Would like to jump in and say, even though I haven’t used Chinese text in Scrivener in quite a while (and never with footnotes as described here) I am a Windows Beta user and would be happy to test this going forward as the beta versions with the footnote marker come out.

Thanks, FadedStardust! We’d definitely appreciate it.

Version 2.9.0.3 under CrossOver 17.

On first installing the 64-bit version, it crashed immediately after opening. I posted in the WINE thread in the Linux area including the backtrace, and also sent the data to CodeWeavers. They suggested trying the 32-bit version, which had already occurred to me. So I installed that today. Outcome? The 32-bit installed and ran OK, so I tried the 64-bit and it too ran OK! Go figure.

However …

In both versions for me, the Inspector Footnotes don’t display. If I hover over a marker for an existing footnote, the text is shown in a tooltip, but doesn’t appear in the inspector. If I try to create a new footnote, a tooltip appears saying "Footnote: " and again the inspector merely says “No text loaded”.

I don’t imagine that it matters that the text is in Chinese.

:slight_smile:

Mark

literatureandlatte.com/foru … 57&t=50675 Is this the same issue?

It might be. That thread didn’t exist when I posted on this one. I’ll have to try with another project with more documents, or perhaps I’ll split the text in order to check.

Mark

Hi Mark. If it is the same bug, then the comments and footnotes should reappear after you select a different document in the project and then return to the document they were missing from. Does selecting a new document fix the issue for you as well?

Thanks Bryan.

I wanted to try that, but my test file only had one document. So I thought I would split it up, only to find that split, neither “Split” nor “Split … Title”, work for me, whether from the menu or using the keystroke. I was going to post separately about that today.

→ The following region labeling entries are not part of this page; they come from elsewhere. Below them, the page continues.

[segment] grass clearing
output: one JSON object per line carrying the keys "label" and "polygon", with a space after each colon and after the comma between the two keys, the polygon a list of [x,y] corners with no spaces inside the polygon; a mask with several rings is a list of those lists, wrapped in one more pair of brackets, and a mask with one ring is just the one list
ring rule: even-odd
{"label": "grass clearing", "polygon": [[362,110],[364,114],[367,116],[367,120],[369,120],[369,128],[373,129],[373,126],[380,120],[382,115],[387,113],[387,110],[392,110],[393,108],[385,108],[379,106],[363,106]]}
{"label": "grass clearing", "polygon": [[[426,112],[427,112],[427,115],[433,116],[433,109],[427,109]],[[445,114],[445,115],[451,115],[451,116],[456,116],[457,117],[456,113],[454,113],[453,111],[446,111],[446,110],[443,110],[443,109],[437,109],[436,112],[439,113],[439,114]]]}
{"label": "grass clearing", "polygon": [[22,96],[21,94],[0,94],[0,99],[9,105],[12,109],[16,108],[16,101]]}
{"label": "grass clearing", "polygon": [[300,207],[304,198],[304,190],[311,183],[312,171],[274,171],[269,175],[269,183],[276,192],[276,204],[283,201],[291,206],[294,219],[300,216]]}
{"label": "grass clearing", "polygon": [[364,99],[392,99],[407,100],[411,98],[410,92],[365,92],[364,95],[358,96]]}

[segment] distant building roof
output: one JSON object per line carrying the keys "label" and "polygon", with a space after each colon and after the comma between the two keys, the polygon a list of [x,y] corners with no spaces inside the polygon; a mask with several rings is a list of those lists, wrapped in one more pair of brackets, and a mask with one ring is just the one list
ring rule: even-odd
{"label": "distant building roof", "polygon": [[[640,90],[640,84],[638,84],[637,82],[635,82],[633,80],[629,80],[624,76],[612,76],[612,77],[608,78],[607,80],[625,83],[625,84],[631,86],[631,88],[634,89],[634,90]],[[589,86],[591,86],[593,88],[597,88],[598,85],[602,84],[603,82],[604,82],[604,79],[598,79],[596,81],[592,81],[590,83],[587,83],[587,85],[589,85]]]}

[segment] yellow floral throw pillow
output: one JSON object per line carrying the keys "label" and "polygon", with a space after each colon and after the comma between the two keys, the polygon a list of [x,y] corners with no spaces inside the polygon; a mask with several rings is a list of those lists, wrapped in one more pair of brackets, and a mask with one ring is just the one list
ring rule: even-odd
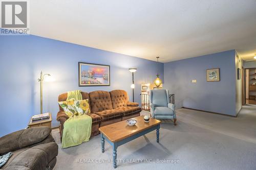
{"label": "yellow floral throw pillow", "polygon": [[75,100],[71,99],[67,101],[58,102],[64,110],[66,114],[69,117],[74,116],[74,115],[78,115],[77,110],[76,110],[76,106],[75,105]]}
{"label": "yellow floral throw pillow", "polygon": [[88,99],[80,101],[75,101],[75,105],[78,115],[91,113]]}

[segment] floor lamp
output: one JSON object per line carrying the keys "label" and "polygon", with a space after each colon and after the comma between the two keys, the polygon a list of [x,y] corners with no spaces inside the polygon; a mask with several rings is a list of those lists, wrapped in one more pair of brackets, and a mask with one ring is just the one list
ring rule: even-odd
{"label": "floor lamp", "polygon": [[129,71],[132,72],[133,75],[133,84],[131,85],[131,87],[133,89],[133,102],[134,102],[134,87],[135,87],[135,85],[134,85],[134,72],[135,72],[137,68],[129,68]]}
{"label": "floor lamp", "polygon": [[42,71],[41,71],[40,79],[38,79],[38,82],[40,82],[40,113],[42,114],[42,82],[45,76],[51,76],[50,74],[44,74]]}

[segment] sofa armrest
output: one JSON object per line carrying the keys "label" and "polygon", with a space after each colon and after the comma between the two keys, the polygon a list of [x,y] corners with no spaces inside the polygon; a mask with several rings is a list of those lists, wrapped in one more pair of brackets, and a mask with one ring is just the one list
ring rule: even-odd
{"label": "sofa armrest", "polygon": [[136,102],[128,102],[127,103],[127,106],[131,107],[138,107],[139,106],[139,103]]}
{"label": "sofa armrest", "polygon": [[59,111],[58,113],[57,113],[57,121],[60,122],[60,119],[61,118],[63,118],[66,120],[69,119],[69,116],[66,114],[65,112],[63,110]]}
{"label": "sofa armrest", "polygon": [[47,127],[33,127],[16,131],[0,138],[0,154],[29,147],[45,140],[52,129]]}
{"label": "sofa armrest", "polygon": [[172,103],[168,103],[168,108],[173,110],[174,111],[175,111],[175,104],[173,104]]}

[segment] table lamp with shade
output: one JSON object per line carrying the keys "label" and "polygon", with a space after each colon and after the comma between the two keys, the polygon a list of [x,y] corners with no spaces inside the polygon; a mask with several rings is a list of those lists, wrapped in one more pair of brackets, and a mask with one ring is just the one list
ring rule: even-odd
{"label": "table lamp with shade", "polygon": [[[158,62],[158,59],[159,58],[159,57],[157,57],[157,62]],[[155,79],[155,81],[154,81],[154,83],[156,85],[156,86],[157,87],[157,89],[160,87],[160,86],[162,84],[162,80],[161,80],[160,78],[159,78],[159,74],[158,72],[157,74],[157,78],[156,79]]]}
{"label": "table lamp with shade", "polygon": [[134,85],[134,72],[137,71],[137,68],[129,68],[129,71],[133,75],[133,84],[131,85],[131,88],[133,89],[133,102],[134,102],[134,88],[135,87],[135,85]]}
{"label": "table lamp with shade", "polygon": [[42,114],[42,82],[45,80],[45,76],[50,77],[50,74],[44,74],[42,71],[41,71],[40,79],[38,79],[38,82],[40,82],[40,113]]}

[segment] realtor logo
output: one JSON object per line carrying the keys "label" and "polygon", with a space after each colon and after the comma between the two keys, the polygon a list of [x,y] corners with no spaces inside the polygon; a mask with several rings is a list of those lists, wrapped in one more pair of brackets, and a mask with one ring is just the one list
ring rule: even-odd
{"label": "realtor logo", "polygon": [[1,35],[26,35],[29,33],[27,1],[3,0],[1,9]]}

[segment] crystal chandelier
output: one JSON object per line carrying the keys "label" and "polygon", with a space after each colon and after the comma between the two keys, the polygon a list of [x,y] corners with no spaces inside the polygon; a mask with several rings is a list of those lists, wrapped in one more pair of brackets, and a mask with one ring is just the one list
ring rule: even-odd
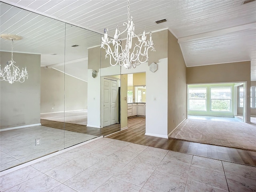
{"label": "crystal chandelier", "polygon": [[13,40],[20,40],[21,37],[15,35],[1,35],[1,38],[6,40],[12,40],[12,58],[11,60],[7,62],[6,65],[4,66],[3,70],[1,69],[0,64],[0,80],[8,81],[10,84],[15,82],[23,83],[25,81],[25,78],[28,79],[28,72],[26,67],[25,70],[22,68],[22,71],[20,72],[19,68],[14,64],[16,62],[13,60]]}
{"label": "crystal chandelier", "polygon": [[[134,24],[132,21],[132,17],[130,17],[130,2],[128,0],[128,19],[127,23],[124,22],[123,25],[126,26],[125,30],[122,33],[118,27],[116,29],[116,33],[113,38],[109,39],[108,37],[108,30],[104,29],[104,37],[102,37],[101,48],[106,50],[105,58],[110,58],[110,64],[114,66],[118,64],[123,66],[124,68],[129,69],[133,67],[136,67],[141,63],[146,62],[148,59],[148,50],[155,51],[154,44],[152,40],[152,35],[150,32],[149,40],[147,40],[147,36],[144,30],[141,36],[136,35],[134,32]],[[124,48],[121,45],[120,36],[127,31],[127,36]],[[137,37],[138,42],[135,43],[132,47],[132,38]],[[111,45],[113,45],[113,49]],[[112,59],[114,63],[112,63]]]}

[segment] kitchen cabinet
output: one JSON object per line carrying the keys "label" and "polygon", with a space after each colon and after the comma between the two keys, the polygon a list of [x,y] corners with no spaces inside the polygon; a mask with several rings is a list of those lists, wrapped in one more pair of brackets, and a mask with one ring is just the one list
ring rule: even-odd
{"label": "kitchen cabinet", "polygon": [[127,104],[127,117],[146,116],[146,103],[133,103]]}

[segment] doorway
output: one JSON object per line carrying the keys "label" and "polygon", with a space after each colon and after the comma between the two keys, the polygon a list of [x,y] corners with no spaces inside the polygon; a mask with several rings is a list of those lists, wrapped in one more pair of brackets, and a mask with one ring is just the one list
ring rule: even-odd
{"label": "doorway", "polygon": [[117,80],[104,77],[103,80],[103,127],[118,123],[118,84]]}

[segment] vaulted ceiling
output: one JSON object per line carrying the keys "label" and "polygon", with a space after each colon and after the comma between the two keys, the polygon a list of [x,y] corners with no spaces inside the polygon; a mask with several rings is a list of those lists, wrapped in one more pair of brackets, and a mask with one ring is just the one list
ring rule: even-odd
{"label": "vaulted ceiling", "polygon": [[[122,31],[122,23],[127,18],[127,2],[123,0],[1,1],[101,34],[104,28],[108,28],[109,34],[114,34],[117,24]],[[252,80],[256,80],[256,1],[245,4],[244,2],[131,0],[130,11],[136,34],[142,32],[145,28],[147,32],[168,28],[178,39],[187,67],[250,60]],[[1,34],[15,34],[17,29],[16,26],[14,28],[14,24],[18,24],[19,29],[28,30],[24,33],[27,39],[30,26],[47,23],[52,30],[50,48],[49,44],[48,47],[41,46],[49,43],[44,42],[43,36],[38,34],[40,41],[35,40],[38,41],[36,46],[41,50],[32,46],[31,52],[36,50],[43,54],[47,52],[48,56],[44,50],[46,49],[52,51],[52,53],[58,53],[54,50],[58,51],[58,40],[63,37],[60,35],[65,27],[63,24],[49,18],[43,19],[42,16],[36,16],[34,14],[27,15],[16,8],[5,10],[2,7],[4,6],[1,6]],[[167,21],[159,24],[155,22],[162,19]],[[93,35],[90,31],[84,34],[77,28],[78,31],[70,34],[70,43],[78,41],[80,44],[85,45],[79,48],[82,49],[100,44],[100,39],[97,35]],[[20,47],[18,46],[17,48],[21,49],[21,44]],[[75,54],[75,50],[70,48]],[[78,59],[72,57],[70,56],[70,60]],[[54,57],[50,57],[53,58],[51,64],[60,62],[54,61]]]}

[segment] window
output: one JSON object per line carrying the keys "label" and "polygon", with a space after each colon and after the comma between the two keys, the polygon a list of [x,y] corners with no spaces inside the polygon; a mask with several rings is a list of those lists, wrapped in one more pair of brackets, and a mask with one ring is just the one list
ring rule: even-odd
{"label": "window", "polygon": [[239,87],[239,107],[244,107],[244,87]]}
{"label": "window", "polygon": [[[244,88],[239,87],[239,107],[244,107]],[[250,91],[250,107],[256,108],[256,86],[251,86]]]}
{"label": "window", "polygon": [[206,88],[189,88],[188,89],[188,109],[206,110]]}
{"label": "window", "polygon": [[127,103],[132,102],[132,91],[127,91]]}
{"label": "window", "polygon": [[211,110],[231,111],[231,88],[211,88]]}

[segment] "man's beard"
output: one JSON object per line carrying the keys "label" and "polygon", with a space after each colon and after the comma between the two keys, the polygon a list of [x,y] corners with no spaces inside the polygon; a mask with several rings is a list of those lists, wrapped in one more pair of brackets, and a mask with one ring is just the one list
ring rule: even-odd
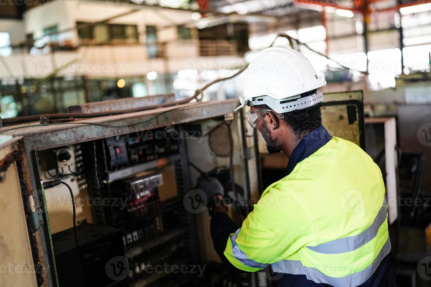
{"label": "man's beard", "polygon": [[262,119],[262,131],[263,132],[261,133],[265,142],[266,143],[266,149],[270,154],[276,154],[280,152],[281,151],[280,145],[277,144],[276,141],[271,136],[269,128],[266,123],[266,121],[265,120],[265,119]]}

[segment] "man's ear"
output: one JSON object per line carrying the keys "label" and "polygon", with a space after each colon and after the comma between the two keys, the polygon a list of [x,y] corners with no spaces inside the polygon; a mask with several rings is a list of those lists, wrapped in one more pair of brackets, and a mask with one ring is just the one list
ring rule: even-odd
{"label": "man's ear", "polygon": [[268,127],[272,130],[280,128],[280,119],[274,113],[267,111],[265,114],[265,117],[266,117],[266,124]]}

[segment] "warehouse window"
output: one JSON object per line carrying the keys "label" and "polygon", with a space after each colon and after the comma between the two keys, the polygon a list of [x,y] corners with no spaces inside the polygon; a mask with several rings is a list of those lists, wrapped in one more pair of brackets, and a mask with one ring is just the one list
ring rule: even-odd
{"label": "warehouse window", "polygon": [[178,39],[181,40],[190,40],[191,39],[191,29],[179,25],[177,26],[178,31]]}
{"label": "warehouse window", "polygon": [[10,37],[7,32],[0,32],[0,56],[9,56],[12,53],[10,45]]}
{"label": "warehouse window", "polygon": [[44,29],[44,35],[45,36],[49,36],[50,40],[52,41],[57,41],[58,40],[58,34],[52,35],[54,33],[56,33],[58,27],[56,25],[50,26]]}
{"label": "warehouse window", "polygon": [[93,30],[94,28],[88,23],[78,22],[76,26],[78,27],[78,36],[80,39],[92,39]]}
{"label": "warehouse window", "polygon": [[78,35],[81,40],[94,40],[98,44],[108,44],[112,42],[115,43],[137,43],[137,26],[136,25],[94,25],[82,22],[78,22],[76,25],[78,26]]}
{"label": "warehouse window", "polygon": [[157,58],[159,54],[157,49],[157,30],[155,26],[147,26],[147,43],[148,51],[148,58],[153,59]]}

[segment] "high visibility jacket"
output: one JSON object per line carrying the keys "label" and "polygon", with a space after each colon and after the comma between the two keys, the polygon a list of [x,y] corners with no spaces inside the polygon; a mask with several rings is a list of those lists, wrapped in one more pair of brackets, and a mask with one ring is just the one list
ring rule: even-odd
{"label": "high visibility jacket", "polygon": [[390,250],[380,170],[357,145],[334,137],[265,190],[224,254],[246,271],[270,265],[346,287],[365,282]]}

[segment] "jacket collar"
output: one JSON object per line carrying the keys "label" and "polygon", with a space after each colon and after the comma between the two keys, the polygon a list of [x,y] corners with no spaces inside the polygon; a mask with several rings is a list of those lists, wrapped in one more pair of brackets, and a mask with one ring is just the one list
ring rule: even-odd
{"label": "jacket collar", "polygon": [[332,138],[332,136],[322,125],[306,134],[290,155],[284,176],[290,174],[298,163],[314,153]]}

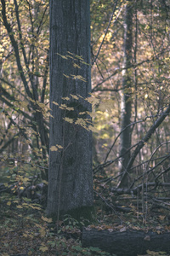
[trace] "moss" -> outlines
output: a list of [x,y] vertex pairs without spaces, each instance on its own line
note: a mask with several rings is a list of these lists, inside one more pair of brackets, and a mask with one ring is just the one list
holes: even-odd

So I then thought I’d use the Mac version to do the splitting, only to find a real puzzler, but which I’m sure is something to do with two projects with the same name, but one visible to CrossOver, the other visible to MacOS . So I’m in the process of creating a totally new test project to try it.

I’ll post again when I’ve checked.

Mark

Hi Mark - Just switching to the Research folder and back to the original document ought to do it–it’s just a matter of needing to reload the document in the editor/inspector.